Marge hugged him tightly until he pulled away and walked out of the door. He started the car and pointed it toward the airport.
Bob didn't remember too much about the trip back to Virginia. He booked his flight and headed for the airport lounge. He sat in the lounge getting drunk and watched his flight take off without him. He watched his second flight take off too. The airline sent someone to take him to the plane so that he would not miss his third flight.
In the 3 years since the divorce became final he threw himself into his work. He hadn't had a vacation or day off since the divorce. The business was growing each month and his reputation was growing with it. He had employees all over the world. The only thing lacking in his life was a social life.
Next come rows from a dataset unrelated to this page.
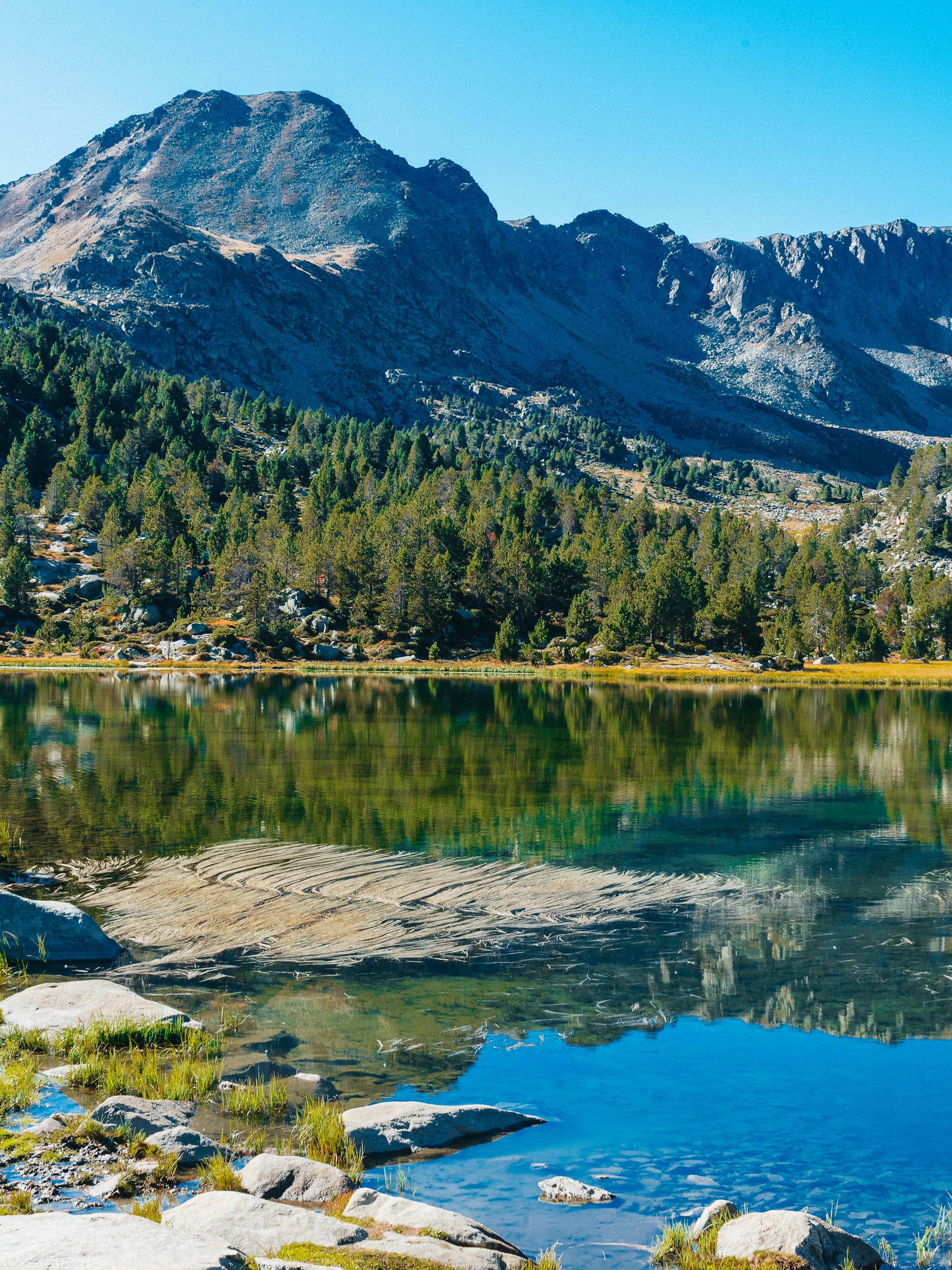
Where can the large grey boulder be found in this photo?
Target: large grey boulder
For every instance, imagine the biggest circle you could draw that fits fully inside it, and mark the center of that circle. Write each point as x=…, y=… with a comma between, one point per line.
x=371, y=1206
x=188, y=1144
x=143, y=1115
x=799, y=1235
x=429, y=1249
x=259, y=1227
x=294, y=1179
x=568, y=1191
x=51, y=930
x=103, y=1241
x=710, y=1214
x=382, y=1128
x=75, y=1003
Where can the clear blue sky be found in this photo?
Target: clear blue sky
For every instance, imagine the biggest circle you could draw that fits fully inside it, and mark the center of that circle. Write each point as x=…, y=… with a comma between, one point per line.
x=721, y=119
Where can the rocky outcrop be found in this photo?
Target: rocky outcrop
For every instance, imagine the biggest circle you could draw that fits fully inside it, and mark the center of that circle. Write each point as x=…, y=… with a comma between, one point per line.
x=76, y=1003
x=409, y=1214
x=385, y=1128
x=258, y=1226
x=294, y=1179
x=796, y=1234
x=263, y=241
x=51, y=930
x=103, y=1241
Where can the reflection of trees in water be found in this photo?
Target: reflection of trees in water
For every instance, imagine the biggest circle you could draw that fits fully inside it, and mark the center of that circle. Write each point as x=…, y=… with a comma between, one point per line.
x=546, y=769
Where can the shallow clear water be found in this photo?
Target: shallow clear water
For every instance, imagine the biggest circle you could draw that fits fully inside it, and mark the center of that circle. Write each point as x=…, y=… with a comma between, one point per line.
x=803, y=1058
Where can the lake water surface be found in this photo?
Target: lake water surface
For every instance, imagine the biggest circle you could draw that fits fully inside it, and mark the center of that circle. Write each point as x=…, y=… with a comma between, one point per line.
x=795, y=1053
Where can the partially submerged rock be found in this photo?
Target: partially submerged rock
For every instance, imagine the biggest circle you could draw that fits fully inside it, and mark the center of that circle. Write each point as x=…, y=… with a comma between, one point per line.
x=259, y=1226
x=143, y=1115
x=797, y=1234
x=294, y=1179
x=78, y=1003
x=384, y=1128
x=51, y=930
x=188, y=1144
x=103, y=1241
x=371, y=1206
x=715, y=1209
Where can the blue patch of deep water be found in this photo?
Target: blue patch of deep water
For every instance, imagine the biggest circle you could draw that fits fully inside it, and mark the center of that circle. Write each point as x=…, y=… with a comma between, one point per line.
x=769, y=1118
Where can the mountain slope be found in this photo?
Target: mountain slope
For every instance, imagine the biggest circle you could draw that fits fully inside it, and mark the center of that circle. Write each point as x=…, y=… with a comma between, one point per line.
x=263, y=241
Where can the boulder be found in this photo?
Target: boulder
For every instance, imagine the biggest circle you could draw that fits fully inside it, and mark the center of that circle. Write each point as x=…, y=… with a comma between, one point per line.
x=51, y=930
x=431, y=1249
x=55, y=1006
x=371, y=1206
x=799, y=1235
x=568, y=1191
x=711, y=1213
x=143, y=1115
x=103, y=1241
x=384, y=1128
x=258, y=1227
x=189, y=1146
x=294, y=1179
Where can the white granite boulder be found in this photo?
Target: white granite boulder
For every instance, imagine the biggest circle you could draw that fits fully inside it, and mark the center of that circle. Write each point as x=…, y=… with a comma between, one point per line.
x=799, y=1235
x=568, y=1191
x=295, y=1179
x=384, y=1128
x=51, y=930
x=76, y=1003
x=258, y=1227
x=371, y=1206
x=103, y=1241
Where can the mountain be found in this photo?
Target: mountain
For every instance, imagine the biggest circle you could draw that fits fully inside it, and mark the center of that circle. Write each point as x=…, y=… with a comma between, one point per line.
x=264, y=242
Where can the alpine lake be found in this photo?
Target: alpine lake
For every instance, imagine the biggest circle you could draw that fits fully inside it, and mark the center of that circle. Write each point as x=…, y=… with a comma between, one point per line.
x=787, y=1051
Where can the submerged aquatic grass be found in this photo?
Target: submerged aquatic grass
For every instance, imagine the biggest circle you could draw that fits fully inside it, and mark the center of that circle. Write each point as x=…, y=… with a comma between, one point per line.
x=320, y=1133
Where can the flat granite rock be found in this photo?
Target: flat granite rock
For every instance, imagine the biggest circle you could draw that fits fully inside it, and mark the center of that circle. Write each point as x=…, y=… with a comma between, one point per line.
x=294, y=1179
x=143, y=1115
x=568, y=1191
x=384, y=1128
x=371, y=1206
x=796, y=1234
x=75, y=1003
x=105, y=1241
x=258, y=1227
x=51, y=930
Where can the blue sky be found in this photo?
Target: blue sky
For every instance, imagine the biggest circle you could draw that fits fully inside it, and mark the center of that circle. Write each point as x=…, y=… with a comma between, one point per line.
x=721, y=119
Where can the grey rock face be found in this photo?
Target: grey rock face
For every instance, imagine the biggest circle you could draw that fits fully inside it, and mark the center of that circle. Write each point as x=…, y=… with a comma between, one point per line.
x=568, y=1191
x=371, y=1206
x=351, y=263
x=189, y=1146
x=258, y=1226
x=103, y=1241
x=711, y=1213
x=51, y=930
x=294, y=1179
x=144, y=1115
x=382, y=1128
x=55, y=1006
x=799, y=1234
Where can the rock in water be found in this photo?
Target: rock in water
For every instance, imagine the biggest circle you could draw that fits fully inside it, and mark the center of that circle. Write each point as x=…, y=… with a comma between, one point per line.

A week before he had come to the cabin, a large defense contractor had approached him with an offer to purchase the company. It was much too good an offer to turn down, besides there was just no reason to keep pushing himself the way he had in the past. Since the divorce became final the fire was gone out of him. After the sale, he would never have to work again if he didn't want to. They had asked him to stay on as an employee and run the United States part of the business. If he took the deal, which he felt he would, it meant very little travel and a lot fewer headaches. He wasn't sure how he would make out in the big corporate world but he just might try it and see if he liked it.
Bob made sure that the wood stove was going good and that it was safe to leave the cabin. He went to his car for the trip to town to pick up the paper for the computer's printer from the stationary store in Hinley. A few snowflakes started to fall as he left his driveway and headed toward Hinley. As he turned out of his driveway and headed toward Hinley the snow started to fall a little harder.